I am thinking the answer is a number that is very small (close to 0), as you can draw a ton more 0.000000000000000000000000000000000000000000000000 00000000000000000000000000000000000000000000000000 00000000000000000000000000000000000000000000000000 01 lines than you can 1 inch (or larger on a diagonal) lines.

Yet if you look at the Monte Carlo simulation, it looks closer to 0.521"

[Ether]

Quote:

Originally Posted by Hitchhiker 42

I ran the Monte Carlo thing in a python script and the answers, each run with 1,000,000 trials, were all around 0.333

Your script has an error.

Compare it to the one-line AWK script I posted.

[z_beeblebrox]

My simple Python Monte Carlo script gave me an average of 0.521408 (or 0.52141 rounded to 5 digits) in ~5e9 iterations (10 miles of hiking worth).

Code is below:

Code:

import numpy as np

iterations = 10000000

avg = 0

for i in range(100000):
    for i in range(iterations):
        pos = np.random.rand(4)
        length = np.sqrt((pos[0]-pos[1])**2+(pos[2]-pos[3])**2)
        avg = (avg*i + length)/(i+1)
    with open("test.txt", "a") as f:
        f.write(str(avg)+'\n')

Code:

import numpy as np

f = np.loadtxt('test.txt')
print(np.average(f))
print(len(f))

I split it into two scripts just so I could stop the computation whenever without altering the result.
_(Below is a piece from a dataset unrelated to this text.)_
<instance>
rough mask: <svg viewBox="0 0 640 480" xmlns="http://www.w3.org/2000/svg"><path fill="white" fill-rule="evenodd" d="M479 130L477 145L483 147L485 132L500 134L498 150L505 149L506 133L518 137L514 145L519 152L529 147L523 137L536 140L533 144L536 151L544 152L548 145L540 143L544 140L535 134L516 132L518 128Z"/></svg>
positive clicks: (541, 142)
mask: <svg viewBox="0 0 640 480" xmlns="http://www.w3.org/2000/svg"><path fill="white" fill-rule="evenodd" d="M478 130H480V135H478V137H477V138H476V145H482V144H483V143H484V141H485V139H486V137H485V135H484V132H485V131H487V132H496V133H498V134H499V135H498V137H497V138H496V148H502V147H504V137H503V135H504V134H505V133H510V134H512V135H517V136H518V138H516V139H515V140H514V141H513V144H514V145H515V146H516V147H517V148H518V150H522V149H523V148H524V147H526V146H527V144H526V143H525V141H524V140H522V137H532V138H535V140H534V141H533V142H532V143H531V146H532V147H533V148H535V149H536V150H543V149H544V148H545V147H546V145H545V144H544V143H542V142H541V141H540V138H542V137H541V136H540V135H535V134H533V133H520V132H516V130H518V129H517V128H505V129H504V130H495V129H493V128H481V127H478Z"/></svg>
Edit: Reps to whoever finds the bug in my code and explains what it does.

[Ether]

Quote:

Originally Posted by z_beeblebrox

0.52141 rounded to 5 digits

That is the correct answer. Reps to you

[Ether]

Quote:

Originally Posted by Ether

That is the correct answer. Reps to you

Now, how would you get the correct answer accurate to, let's say, 8 decimal places?

[FiMFanatic]

Makes no logical sense unless the question is improperly worded or bounded. You can fit an infinite number of lines in the box, and fact is, more lines closer to 0 in length fit in the box than lines averaging 0.52xxxx

[z_beeblebrox]

Quote:

Originally Posted by FiMFanatic

Makes no logical sense unless the question is improperly worded or bounded. You can fit an infinite number of lines in the box, and fact is, more lines closer to 0 in length fit in the box than lines averaging 0.52xxxx

I think the problem is more "Choose two random points inside by a 1" square and measure the distance between them. Repeat infinitely. What's the average of those measurements?"

[FiMFanatic]

Quote:

Originally Posted by z_beeblebrox

I think the problem is more "Choose two random points inside by a 1" square and measure the distance between them. Repeat infinitely. What's the average of those measurements?"

I agree then - your answer would make sense if that were the question. However, it was:

What's the average length of all the line segments which can be drawn inside a 1 inch square?

[z_beeblebrox]

Quote:

Originally Posted by FiMFanatic

I agree then - your answer would make sense if that were the question. However, it was:

What's the average length of all the line segments which can be drawn inside a 1 inch square?

If the problem is interpreted as you describe (What is the average length of all the line segments that could be packed into a 1" square at once without overlapping?), there would be no meaningful answer, since infinite line segments of any length l < sqrt(2)" could be fit within the square, as line segments have no thickness thus can be packed infinitely densely.

[FiMFanatic]

Exactly - hence why people struggled to answer I think......

[Aren Siekmeier]

Precisely ln(1+sqrt(2))/3 + sqrt(2)/15 + 2/15

Or approximately 0.52140543316
Rounded to 8 digits: 0.52140543
Rounded to 5 digits: 0.52141

A fun exercise in every integration tool I've ever learned, plus a cool rationalization trick I wasn't familiar with.

The computation took a bit to hash through some arithmetic errors and one silly differential error (chain rule!). In practice you probably wouldn't bother to do this (or use a symbolic manipulation tool like Mathematica - this is how I checked my work), and sometimes there is no closed form for the integral. To get 8 digits simply run a larger Monte Carlo simulation (a couple lines of code instead of several pages of derivation). In the end we are always limited to some finite number of digits, so numerical methods win out.